Fourth individual pleads guilty to bid rigging and price fixing in investigation of Oklahoma Transportation construction contractors

Understanding Bid Rigging Frauds


The Office of Inspector General at the U.S. Transportation Department announced another person has pleaded guilty in Oklahoma in a $100 million bid rigging scandal.

The announcement is as follows:

On February 27, 2024, in the U.S. District Court for the Western District of Oklahoma, Stanley Mark Smith, an erosion control company owner, pleaded guilty to rigging bids and fixing prices as part of a conspiracy targeting over $100 million in publicly funded transportation construction contracts across Oklahoma.

Roy Henry Heinrich, an owner and officer of another company, pleaded guilty on December 4, 2023. Ryan Ashley Sullivan, an owner and executive of a third company, pleaded guilty on November 6, 2023. James Travis Feazel, a former operations manager of a fourth company, pleaded guilty on September 26, 2023. Each of the four defendants pleaded guilty to a violation of Section 1 of the Sherman Act.

According to court documents, Smith, Heinrich, Sullivan, Feazel, and others conspired to rig bids, fix prices, and allocate contracts for erosion control products and services. Starting in 2017, Smith, Heinrich, Sullivan, Feazel, and their co-conspirators agreed to raise prices and divvy up contracts across different areas of Oklahoma.

As part of this criminal conspiracy, they often sent intentionally high-priced bids or outright refused to bid.
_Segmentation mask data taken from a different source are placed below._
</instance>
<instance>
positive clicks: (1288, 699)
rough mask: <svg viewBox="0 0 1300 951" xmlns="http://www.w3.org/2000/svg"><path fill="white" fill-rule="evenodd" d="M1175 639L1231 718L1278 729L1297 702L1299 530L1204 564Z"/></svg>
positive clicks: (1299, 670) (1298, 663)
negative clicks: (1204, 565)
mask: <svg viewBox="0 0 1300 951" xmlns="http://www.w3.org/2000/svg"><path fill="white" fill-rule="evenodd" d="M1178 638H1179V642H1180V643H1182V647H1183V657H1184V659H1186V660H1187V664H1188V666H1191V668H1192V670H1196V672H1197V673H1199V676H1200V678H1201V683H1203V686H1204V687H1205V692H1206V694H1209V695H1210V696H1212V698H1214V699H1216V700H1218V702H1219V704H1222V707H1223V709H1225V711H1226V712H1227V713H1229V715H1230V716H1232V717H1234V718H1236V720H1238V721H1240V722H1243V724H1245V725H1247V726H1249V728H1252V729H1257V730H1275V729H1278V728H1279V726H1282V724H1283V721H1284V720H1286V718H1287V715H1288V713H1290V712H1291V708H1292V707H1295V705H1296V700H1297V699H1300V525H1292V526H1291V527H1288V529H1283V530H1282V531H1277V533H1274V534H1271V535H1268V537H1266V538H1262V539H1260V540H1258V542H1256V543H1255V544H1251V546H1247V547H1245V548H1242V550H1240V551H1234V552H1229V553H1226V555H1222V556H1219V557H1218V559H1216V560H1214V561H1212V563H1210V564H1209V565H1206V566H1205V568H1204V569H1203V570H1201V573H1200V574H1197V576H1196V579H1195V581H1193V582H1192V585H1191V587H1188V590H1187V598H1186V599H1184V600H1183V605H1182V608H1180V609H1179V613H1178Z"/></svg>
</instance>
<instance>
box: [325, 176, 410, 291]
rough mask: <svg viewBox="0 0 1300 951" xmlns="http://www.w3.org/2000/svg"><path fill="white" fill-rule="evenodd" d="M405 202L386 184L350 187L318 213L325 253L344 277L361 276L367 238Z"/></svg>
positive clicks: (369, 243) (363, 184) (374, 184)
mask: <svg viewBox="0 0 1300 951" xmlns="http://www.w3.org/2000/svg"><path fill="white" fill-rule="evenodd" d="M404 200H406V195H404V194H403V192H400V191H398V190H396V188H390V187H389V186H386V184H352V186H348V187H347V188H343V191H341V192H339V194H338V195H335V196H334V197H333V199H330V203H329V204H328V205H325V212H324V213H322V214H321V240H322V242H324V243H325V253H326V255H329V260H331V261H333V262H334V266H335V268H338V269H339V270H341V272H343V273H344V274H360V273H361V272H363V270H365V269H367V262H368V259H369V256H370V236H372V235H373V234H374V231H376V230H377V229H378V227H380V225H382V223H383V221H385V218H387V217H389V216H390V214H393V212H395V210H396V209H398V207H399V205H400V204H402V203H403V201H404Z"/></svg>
Smith—whose company targeted over $42 million worth of contracts—and Feazel—whose company targeted over $50 million worth of contracts—continued conspiring into April 2023. Heinrich—whose company targeted over $7 million worth of contracts—was part of the conspiracy until at least July 2021, and Sullivan was part of the conspiracy until at least April 2019.

DOT-OIG is conducting this investigation with the FBI.